La coyuntura es favorable, pero la desconfianza del propietario ante el comportamiento del inquilino provoca que el alquiler no despegue

  • Fecha de publicación: 2 de febrero de 2009

Casa propia: una tradición consolidada

Siempre nos ha gustado la vivienda en propiedad, lo de ser dueños de nuestra casa nos tiene seducidos. Es una tradición tan consolidada que llega incluso a definirnos como sociedad.

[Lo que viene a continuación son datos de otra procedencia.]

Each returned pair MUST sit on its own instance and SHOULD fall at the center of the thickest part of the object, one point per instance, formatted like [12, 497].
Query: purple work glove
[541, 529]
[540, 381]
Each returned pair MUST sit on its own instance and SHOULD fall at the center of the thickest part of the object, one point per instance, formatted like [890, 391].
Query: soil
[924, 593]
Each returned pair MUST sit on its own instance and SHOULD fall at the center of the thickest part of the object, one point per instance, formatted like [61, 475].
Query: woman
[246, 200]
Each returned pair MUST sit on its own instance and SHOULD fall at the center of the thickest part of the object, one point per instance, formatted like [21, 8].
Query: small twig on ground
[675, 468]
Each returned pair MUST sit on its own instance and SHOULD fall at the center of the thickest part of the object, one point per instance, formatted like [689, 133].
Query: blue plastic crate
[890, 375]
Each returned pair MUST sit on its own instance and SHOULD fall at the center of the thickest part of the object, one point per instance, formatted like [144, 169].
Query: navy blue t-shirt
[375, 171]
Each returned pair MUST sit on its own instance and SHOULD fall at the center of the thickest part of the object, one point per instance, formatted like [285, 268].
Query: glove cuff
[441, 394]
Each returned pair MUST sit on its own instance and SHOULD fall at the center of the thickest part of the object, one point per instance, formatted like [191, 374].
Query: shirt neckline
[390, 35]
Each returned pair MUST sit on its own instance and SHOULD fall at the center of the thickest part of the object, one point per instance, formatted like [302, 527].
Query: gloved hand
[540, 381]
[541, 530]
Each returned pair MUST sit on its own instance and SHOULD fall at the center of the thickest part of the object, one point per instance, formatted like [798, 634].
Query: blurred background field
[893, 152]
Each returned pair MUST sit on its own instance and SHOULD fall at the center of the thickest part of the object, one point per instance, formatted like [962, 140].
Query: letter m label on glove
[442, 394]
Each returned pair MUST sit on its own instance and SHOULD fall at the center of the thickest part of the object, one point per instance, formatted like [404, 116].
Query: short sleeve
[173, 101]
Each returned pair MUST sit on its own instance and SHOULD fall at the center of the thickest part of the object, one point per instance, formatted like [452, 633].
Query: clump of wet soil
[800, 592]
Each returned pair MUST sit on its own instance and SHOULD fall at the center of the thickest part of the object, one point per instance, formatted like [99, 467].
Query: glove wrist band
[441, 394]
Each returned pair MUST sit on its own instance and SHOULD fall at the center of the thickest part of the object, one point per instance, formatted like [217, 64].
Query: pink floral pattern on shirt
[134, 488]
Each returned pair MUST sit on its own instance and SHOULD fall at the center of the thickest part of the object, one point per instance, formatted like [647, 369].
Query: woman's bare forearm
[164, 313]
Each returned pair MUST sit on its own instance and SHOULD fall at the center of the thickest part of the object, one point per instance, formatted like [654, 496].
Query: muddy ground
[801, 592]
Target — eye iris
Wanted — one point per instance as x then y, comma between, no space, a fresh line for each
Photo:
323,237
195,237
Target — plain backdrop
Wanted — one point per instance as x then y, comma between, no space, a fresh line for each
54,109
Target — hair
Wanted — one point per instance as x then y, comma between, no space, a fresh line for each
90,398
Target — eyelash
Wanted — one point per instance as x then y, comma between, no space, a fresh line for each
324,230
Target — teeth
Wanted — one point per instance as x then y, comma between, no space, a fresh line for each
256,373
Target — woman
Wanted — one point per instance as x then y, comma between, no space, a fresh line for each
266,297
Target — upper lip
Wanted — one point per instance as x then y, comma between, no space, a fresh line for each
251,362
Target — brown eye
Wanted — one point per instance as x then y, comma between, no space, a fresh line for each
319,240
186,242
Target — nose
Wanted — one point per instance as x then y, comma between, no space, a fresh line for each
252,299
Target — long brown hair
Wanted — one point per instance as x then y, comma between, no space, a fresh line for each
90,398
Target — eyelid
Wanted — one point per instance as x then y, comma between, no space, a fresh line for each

Puede sonar arcaica esa vinculación emocional, casi atávica, al ladrillo; y resultar contradictorio con ésta y anteriores situaciones de crisis que hemos padecido, e incluso devenir imposible ante lo desmesurado del precio de los pisos. Pero así y todo, nadie quiere alquilar. "Es tirar el dinero", se dice; "total, por un poco más al mes, pago la hipoteca y acabo teniendo mi propia casa", es la respuesta recurrente. Y ha sido así durante décadas. Sin embargo, las cosas podrían comenzar a cambiar. El primer indicador es que la compra de vivienda se ha retraído mucho, hasta un 27% en los últimos doce meses; otra señal: la sentencia más en boca de todos ha cambiado, y ahora es "para qué comprar, si cada mes que pasa la vivienda baja de precio". Es cierto, la vivienda nueva ha bajado de precio un 7% de media en nuestro país desde enero del año pasado, y debe descender aún más. Lo dicen los expertos, cuando aseguran que para que "se restablezca la normalidad en el sector inmobiliario" es imprescindible una fuerte rebaja de precios. La burbuja tiene que comenzar a desinflarse. Y quienes piensan comprar una vivienda serán los beneficiados, justo al contrario de lo que ocurre con quienes necesitan vender, particularmente si la compraron cuando aún regían los precios desmesurados. Los más iniciados en información económica saben que con la crisis inmobiliaria y financiera, los pisos han cambiado de manos y se los han quedado bancos y cajas como pago de las millonarias deudas contraídas por las promotoras. Y que tendrán que venderlos, antes o después, para afrontar su propia crisis, caracterizada por una apremiante falta de liquidez, esto es, de dinero "contante y sonante".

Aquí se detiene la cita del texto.